Blog: Buy when debugged
Dave Leggett | 8 November 2007
Every now and then I meet someone who thinks I am in a perfect position to advise them on what car to buy. Even after I have explained that the publication I work on is in the industry and is not another version of Autocar, that we don't do road tests and so on, they still think I must know more than them.
Well, maybe I do and maybe I have my fair share of personal preferences and prejudices when it come to brands and product. There are also things you hear in the industry too, the inside track on what's going on in engineering/manufacturing/procurement/retail, and I wouldn't deny that, but synthesising that into 'that's the car you should go for, not that one' isn't what I'm trained to do.

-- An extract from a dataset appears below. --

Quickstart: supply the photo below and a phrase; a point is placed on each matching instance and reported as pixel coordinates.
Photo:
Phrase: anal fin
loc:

But there is one bit of advice that I am happy to impart. If you are buying new, it is generally better not to be first in the queue for a model that has just been launched. Go for something that has been around a little while, I say. That way it has been 'debugged'.
Quality varies and manufacturers work hard to get things right from Job One. But the reality is, there's no real substitute for getting the cars in the market for some of the problems in execution or specification to become all too apparent. Some carmakers even, somewhat cynically, view 'customer testing' as simply another part of the process of bringing a car to market (why pay test engineers to endlessly find fault when the customers can do it so much more cost-effectively and focus on what really needs attention?!). And even the best of them working from sound quality principles have their bad experiences. Look at Toyota.
As a consumer, you increase your chances of a problem-free experience the longer down the model cycle you are prepared to go. But even then, I say, the 'Friday afternoon car' that comes with niggles cannot be totally ruled out either. Just take a look at the readers' letters pages in the motoring mags and newspaper supplements. There are probabilities and risk factors, processes and systems that minimise defects, but you can still be plain unlucky.
Being first to get that hot new model can come with a downside though.